I have the problem that I read these guides all but my situation is a little bit different because I using ipv6 and all posts are about ipv4 and the dyndns is than via the router but my client has directly a dyndns address…
I was born and studied in a ipv4 world so I have no clue about the ipv6 stuff…
I know what to do…so I need to reroute the traffic from wireguard via my ipv6 address is my understanding correct?
In short: The solution
Create a new routing table:
ip route add default via 192.168.178.43 dev eth0 table 7
ip rule add fwmark 0x55 priority 1000 table 7
ip route flush cache
Where v is the IP of your external interface (eth0). Now add this to your wg0.conf:
FwMark = 0x55
Now you will be able to connect to your home-server via WireGuard even when it's OpenVPN tunnel is open.
and also this solution
FwMark = 51820
# forwarding
PostUp = iptables -A FORWARD -o eth0 ! -d 192.168.178.0/24 -j REJECT
PostUp = iptables -A FORWARD -i %i -j ACCEPT
PostUp = iptables -A FORWARD -m state --state RELATED,ESTABLISHED -j ACCEPT
PostUp = iptables -A FORWARD -j REJECT
PreDown = iptables -D FORWARD -o eth0 ! -d 192.168.178.0/24 -j REJECT
PreDown = iptables -D FORWARD -i %i -j ACCEPT
PreDown = iptables -D FORWARD -m state --state RELATED,ESTABLISHED -j ACCEPT
PreDown = iptables -D FORWARD -j REJECT
# NAT
PostUp = iptables -t nat -A POSTROUTING -o eth0 -j MASQUERADE
PostUp = iptables -t nat -A POSTROUTING -o vpn-client -j MASQUERADE
PreDown = iptables -t nat -D POSTROUTING -o eth0 -j MASQUERADE
PreDown = iptables -t nat -D POSTROUTING -o vpn-client -j MASQUERADE
but no solution worked so far…
I guess becuase I am using a ds lite and ipv6 connection I need sth. in my ipv6 tables?

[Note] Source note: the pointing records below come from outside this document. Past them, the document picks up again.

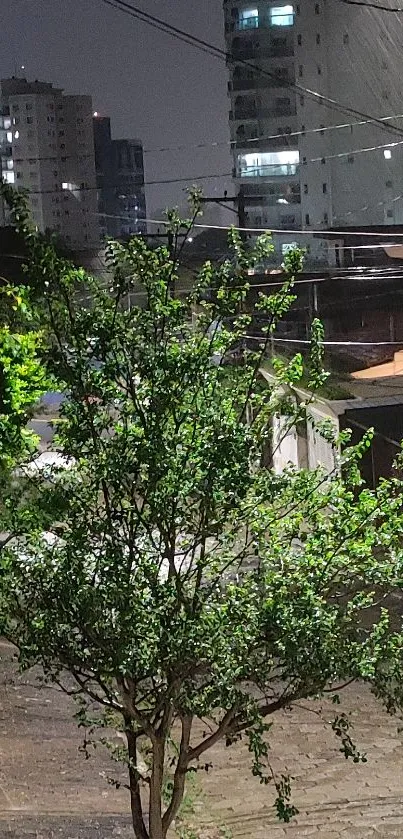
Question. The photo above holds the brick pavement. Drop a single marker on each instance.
(336, 798)
(48, 790)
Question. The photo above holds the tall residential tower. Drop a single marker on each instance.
(120, 180)
(304, 80)
(47, 147)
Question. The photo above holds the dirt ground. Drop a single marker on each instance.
(49, 791)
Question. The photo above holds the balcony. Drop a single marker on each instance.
(256, 82)
(263, 113)
(254, 141)
(250, 51)
(283, 170)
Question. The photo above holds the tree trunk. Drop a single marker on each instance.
(156, 781)
(139, 827)
(179, 776)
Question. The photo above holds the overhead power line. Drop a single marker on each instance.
(292, 232)
(214, 175)
(217, 52)
(370, 5)
(248, 140)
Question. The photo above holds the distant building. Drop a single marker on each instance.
(301, 160)
(46, 147)
(120, 181)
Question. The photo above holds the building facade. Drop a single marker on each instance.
(47, 148)
(120, 181)
(300, 159)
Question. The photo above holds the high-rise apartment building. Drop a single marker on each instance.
(302, 157)
(47, 147)
(120, 180)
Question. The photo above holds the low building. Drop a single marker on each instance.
(358, 404)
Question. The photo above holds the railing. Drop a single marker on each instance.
(280, 170)
(271, 200)
(251, 51)
(263, 113)
(259, 82)
(285, 141)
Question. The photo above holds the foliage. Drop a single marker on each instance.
(22, 375)
(179, 580)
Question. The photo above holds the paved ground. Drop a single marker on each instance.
(49, 791)
(47, 788)
(337, 799)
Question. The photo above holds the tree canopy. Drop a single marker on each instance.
(168, 575)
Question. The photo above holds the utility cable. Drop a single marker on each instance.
(217, 52)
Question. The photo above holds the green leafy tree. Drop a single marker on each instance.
(166, 576)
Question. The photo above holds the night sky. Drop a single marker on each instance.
(152, 86)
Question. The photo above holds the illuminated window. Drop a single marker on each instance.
(282, 16)
(248, 19)
(286, 247)
(261, 164)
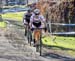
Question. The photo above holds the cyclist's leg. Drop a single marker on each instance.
(36, 37)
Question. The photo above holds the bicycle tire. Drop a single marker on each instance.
(40, 46)
(29, 36)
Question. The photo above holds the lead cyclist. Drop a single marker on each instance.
(37, 20)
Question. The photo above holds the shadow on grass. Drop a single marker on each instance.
(59, 47)
(57, 56)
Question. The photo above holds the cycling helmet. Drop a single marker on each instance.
(36, 11)
(29, 10)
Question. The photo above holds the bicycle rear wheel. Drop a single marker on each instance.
(38, 43)
(29, 37)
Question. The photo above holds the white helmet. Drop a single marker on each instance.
(36, 11)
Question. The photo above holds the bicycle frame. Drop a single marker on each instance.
(37, 37)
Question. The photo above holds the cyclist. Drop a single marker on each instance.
(37, 20)
(26, 19)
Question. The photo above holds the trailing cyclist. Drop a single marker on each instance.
(37, 21)
(26, 19)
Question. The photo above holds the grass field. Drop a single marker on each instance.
(66, 42)
(3, 24)
(18, 16)
(59, 41)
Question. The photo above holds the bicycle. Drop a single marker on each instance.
(28, 34)
(37, 39)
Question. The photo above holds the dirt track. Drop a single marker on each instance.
(14, 47)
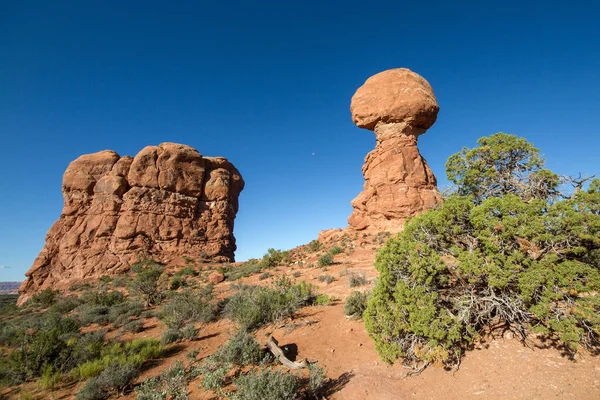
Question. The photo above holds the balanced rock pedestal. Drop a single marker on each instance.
(166, 202)
(398, 105)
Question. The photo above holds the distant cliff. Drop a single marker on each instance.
(9, 287)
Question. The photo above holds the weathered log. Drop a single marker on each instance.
(273, 346)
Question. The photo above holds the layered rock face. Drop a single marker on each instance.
(398, 105)
(166, 202)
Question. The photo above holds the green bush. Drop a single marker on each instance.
(177, 282)
(115, 378)
(264, 275)
(316, 379)
(46, 341)
(171, 335)
(134, 326)
(146, 282)
(189, 332)
(501, 164)
(92, 314)
(356, 304)
(102, 298)
(64, 305)
(266, 384)
(120, 314)
(241, 349)
(274, 257)
(44, 299)
(326, 278)
(246, 269)
(189, 306)
(135, 352)
(335, 250)
(92, 390)
(325, 260)
(525, 261)
(356, 280)
(254, 306)
(314, 245)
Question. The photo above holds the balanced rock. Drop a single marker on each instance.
(398, 105)
(166, 202)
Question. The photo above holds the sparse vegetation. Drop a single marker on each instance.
(267, 384)
(326, 278)
(356, 280)
(356, 304)
(254, 306)
(325, 260)
(502, 251)
(146, 282)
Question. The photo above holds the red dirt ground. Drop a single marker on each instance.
(501, 368)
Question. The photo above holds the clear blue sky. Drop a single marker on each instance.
(268, 85)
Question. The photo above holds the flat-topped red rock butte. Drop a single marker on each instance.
(166, 202)
(398, 105)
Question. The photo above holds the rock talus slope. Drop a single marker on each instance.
(398, 105)
(166, 202)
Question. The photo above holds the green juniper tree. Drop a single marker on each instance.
(501, 252)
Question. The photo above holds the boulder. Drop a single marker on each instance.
(166, 202)
(398, 105)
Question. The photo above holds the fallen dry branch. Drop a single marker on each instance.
(290, 327)
(273, 346)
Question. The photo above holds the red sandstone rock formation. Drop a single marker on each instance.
(398, 105)
(166, 202)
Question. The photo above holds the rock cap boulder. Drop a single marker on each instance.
(392, 96)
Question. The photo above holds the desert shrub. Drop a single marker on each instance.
(524, 260)
(189, 271)
(189, 332)
(149, 314)
(189, 306)
(49, 379)
(500, 165)
(171, 335)
(146, 282)
(274, 257)
(93, 314)
(151, 389)
(118, 377)
(316, 379)
(41, 346)
(135, 352)
(115, 378)
(325, 260)
(92, 390)
(315, 245)
(241, 349)
(177, 282)
(355, 280)
(326, 278)
(266, 384)
(249, 268)
(106, 298)
(254, 306)
(323, 300)
(335, 250)
(264, 275)
(134, 326)
(120, 314)
(356, 304)
(8, 305)
(214, 374)
(64, 304)
(44, 299)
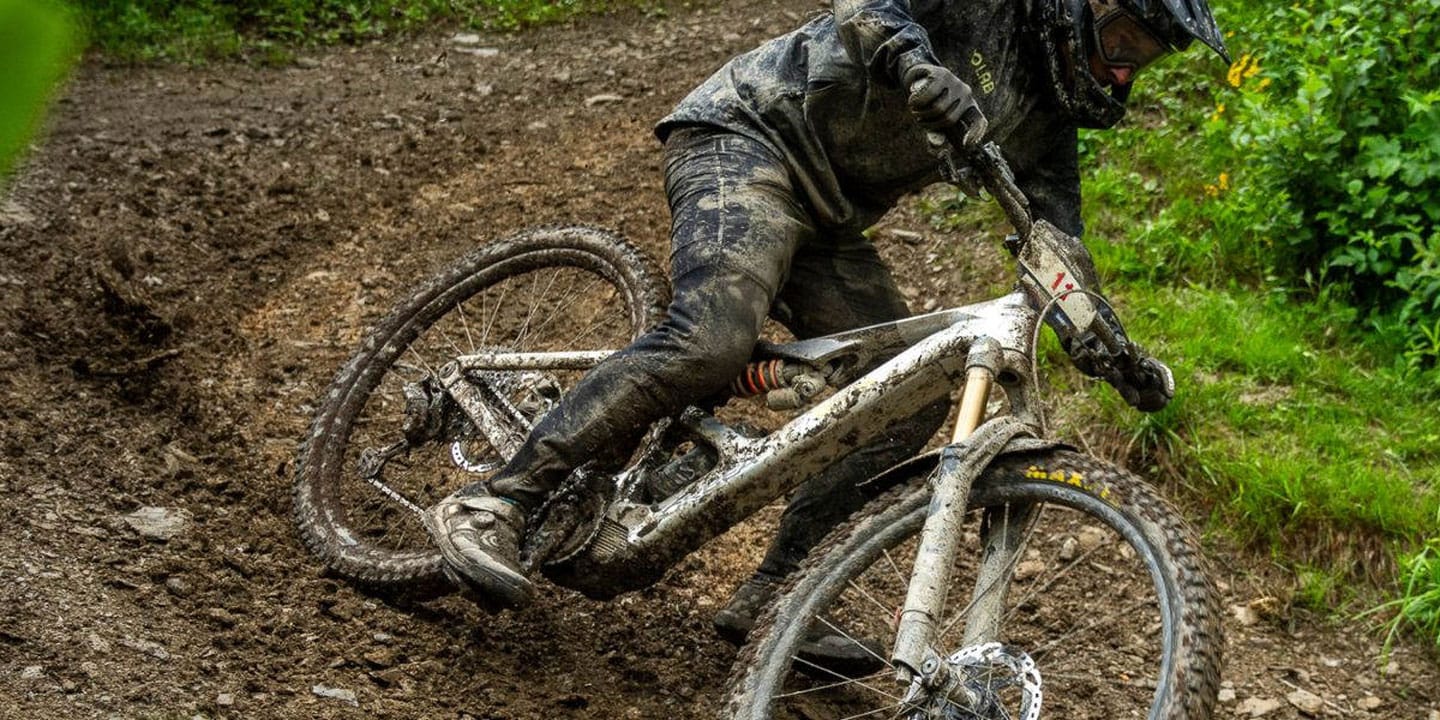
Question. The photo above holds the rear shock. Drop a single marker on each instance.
(785, 386)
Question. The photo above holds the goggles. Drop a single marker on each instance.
(1122, 39)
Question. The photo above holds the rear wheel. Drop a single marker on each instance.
(388, 441)
(1108, 598)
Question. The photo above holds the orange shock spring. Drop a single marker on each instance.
(759, 378)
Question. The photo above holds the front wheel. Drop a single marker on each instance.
(1109, 611)
(389, 441)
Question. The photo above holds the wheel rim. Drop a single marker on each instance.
(537, 301)
(1086, 605)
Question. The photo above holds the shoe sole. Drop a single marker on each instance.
(493, 588)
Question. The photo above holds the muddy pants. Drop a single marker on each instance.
(743, 248)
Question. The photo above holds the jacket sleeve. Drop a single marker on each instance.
(884, 36)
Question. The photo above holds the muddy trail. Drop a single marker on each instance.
(187, 258)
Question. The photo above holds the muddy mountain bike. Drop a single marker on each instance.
(998, 576)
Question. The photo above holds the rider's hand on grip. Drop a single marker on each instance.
(942, 101)
(1144, 382)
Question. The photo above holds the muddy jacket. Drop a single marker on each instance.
(828, 97)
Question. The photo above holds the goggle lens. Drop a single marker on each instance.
(1123, 41)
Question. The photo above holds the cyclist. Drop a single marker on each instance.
(774, 167)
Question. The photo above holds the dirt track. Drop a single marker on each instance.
(189, 257)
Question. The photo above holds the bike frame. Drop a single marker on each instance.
(925, 359)
(920, 360)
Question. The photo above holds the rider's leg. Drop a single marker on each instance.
(735, 226)
(834, 285)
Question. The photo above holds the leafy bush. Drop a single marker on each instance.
(1328, 150)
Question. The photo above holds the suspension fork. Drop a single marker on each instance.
(961, 462)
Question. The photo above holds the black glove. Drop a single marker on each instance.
(942, 101)
(1144, 382)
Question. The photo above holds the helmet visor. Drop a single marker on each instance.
(1123, 41)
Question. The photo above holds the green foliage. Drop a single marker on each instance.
(199, 29)
(1335, 156)
(38, 45)
(1417, 605)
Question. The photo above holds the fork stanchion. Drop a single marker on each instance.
(939, 539)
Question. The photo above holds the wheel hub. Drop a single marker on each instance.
(979, 681)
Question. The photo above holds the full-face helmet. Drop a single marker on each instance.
(1121, 36)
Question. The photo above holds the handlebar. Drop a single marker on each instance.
(1047, 271)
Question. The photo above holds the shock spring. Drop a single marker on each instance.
(759, 378)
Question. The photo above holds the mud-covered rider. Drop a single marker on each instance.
(774, 167)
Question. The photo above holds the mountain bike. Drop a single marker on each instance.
(994, 576)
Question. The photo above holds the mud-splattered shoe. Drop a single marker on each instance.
(825, 653)
(480, 539)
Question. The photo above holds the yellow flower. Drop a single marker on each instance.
(1237, 71)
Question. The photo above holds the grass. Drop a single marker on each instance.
(1302, 419)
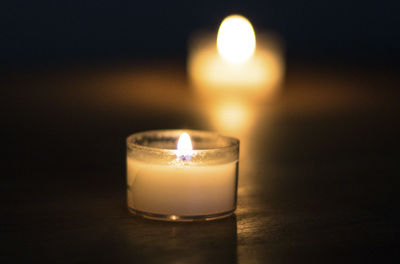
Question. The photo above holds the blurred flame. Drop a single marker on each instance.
(184, 147)
(236, 40)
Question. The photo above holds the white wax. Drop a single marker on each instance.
(182, 190)
(256, 78)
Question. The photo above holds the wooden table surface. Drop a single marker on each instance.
(317, 178)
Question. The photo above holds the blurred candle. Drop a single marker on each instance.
(235, 63)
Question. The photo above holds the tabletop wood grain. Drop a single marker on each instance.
(317, 179)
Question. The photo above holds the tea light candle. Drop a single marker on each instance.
(235, 63)
(182, 175)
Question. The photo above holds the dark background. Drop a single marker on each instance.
(70, 32)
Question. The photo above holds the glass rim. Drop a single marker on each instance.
(131, 145)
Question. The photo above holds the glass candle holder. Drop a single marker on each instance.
(165, 184)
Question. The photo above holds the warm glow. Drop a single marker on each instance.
(236, 40)
(184, 147)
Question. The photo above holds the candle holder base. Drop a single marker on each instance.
(177, 218)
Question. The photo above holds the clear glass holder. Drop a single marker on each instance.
(162, 184)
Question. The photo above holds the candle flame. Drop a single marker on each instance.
(236, 41)
(184, 147)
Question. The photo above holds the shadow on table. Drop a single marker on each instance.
(198, 242)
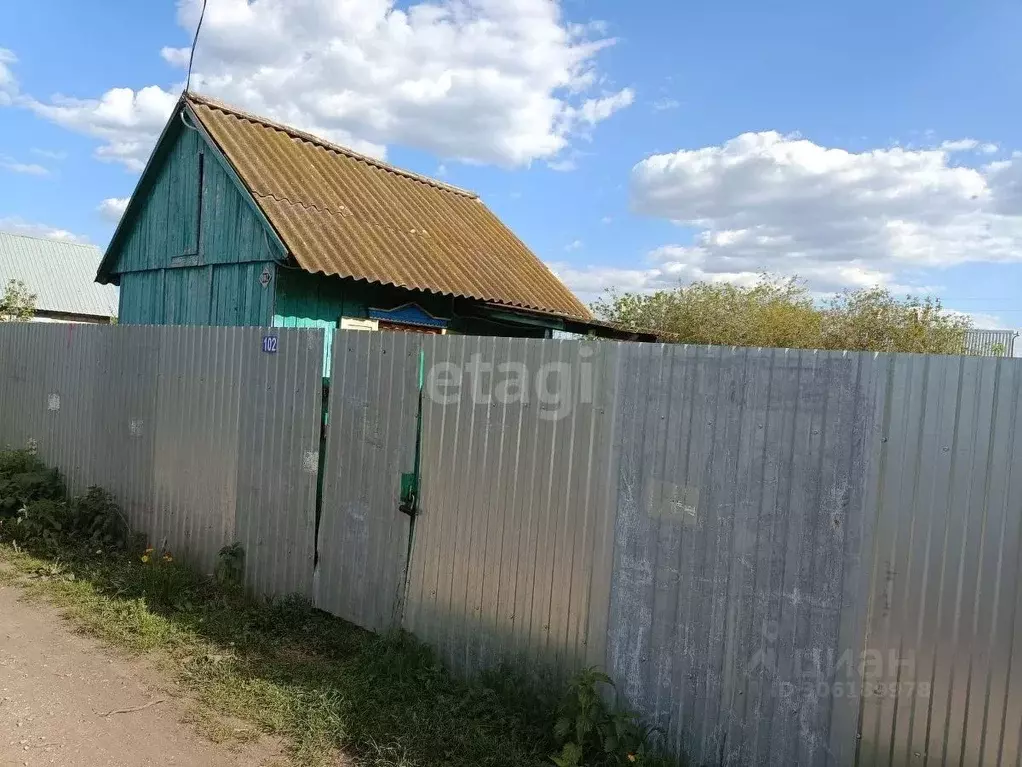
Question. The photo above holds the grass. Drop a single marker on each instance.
(322, 685)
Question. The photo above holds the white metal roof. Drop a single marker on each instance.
(61, 274)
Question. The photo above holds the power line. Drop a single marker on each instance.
(191, 55)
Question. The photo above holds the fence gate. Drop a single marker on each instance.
(370, 446)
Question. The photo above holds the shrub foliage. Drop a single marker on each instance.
(779, 312)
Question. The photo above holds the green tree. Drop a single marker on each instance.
(781, 312)
(16, 304)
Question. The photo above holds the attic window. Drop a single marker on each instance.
(201, 185)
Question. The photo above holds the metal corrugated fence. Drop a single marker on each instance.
(515, 536)
(201, 436)
(782, 557)
(363, 539)
(990, 343)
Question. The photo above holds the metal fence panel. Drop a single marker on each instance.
(943, 600)
(201, 436)
(990, 343)
(512, 551)
(363, 538)
(740, 526)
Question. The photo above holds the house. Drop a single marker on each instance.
(60, 275)
(238, 220)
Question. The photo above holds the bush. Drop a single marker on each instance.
(590, 733)
(24, 479)
(35, 509)
(96, 521)
(783, 313)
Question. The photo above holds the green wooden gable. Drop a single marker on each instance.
(192, 246)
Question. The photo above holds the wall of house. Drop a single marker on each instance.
(191, 257)
(305, 300)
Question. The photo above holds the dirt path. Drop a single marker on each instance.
(57, 690)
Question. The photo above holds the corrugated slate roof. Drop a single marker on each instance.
(61, 274)
(343, 214)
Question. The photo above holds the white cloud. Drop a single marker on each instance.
(763, 201)
(594, 110)
(17, 225)
(112, 209)
(127, 121)
(501, 82)
(8, 83)
(961, 144)
(50, 153)
(28, 169)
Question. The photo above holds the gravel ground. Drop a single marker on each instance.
(66, 701)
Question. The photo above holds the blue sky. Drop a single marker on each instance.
(629, 144)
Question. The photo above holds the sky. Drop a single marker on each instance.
(631, 145)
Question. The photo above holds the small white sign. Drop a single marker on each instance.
(311, 461)
(353, 323)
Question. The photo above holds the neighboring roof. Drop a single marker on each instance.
(59, 273)
(343, 214)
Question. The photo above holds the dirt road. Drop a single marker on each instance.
(58, 691)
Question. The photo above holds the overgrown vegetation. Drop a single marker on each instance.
(17, 304)
(779, 312)
(592, 733)
(322, 685)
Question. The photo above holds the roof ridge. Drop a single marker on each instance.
(54, 240)
(216, 103)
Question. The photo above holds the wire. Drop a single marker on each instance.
(191, 55)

is this right? But i have absolutely no clue what because I never worked with ip tables or routings.
Let’s take a step back and a deep breath.
Does the wireguard work fine if there is no vpn client enabled?
Does the ddns resolve into an IPv6 or IPv4 (or both)?
Lan hosts use the dietpi or some ISP router as gateway?
Does the wireguard work fine if there is no vpn client enabled? Yes
Does the ddns resolve into an IPv6 or IPv4 (or both)? IPv6
Lan hosts use the dietpi or some ISP router as gateway? I didn’t understand it completely but the nano r5c is connected with a Fritzbox and the Fritzbox is connected with an ISP DS Lite tunnel .And yes I run pihole on it therefore other devices connect to the nano r5c.
Is this .178.1 the dietpi or the ISP router?
Do lan hosts have also IPv6 configured or only IPv4?
Does the VPN tunnel client offer IPv6 as well or only IPv4?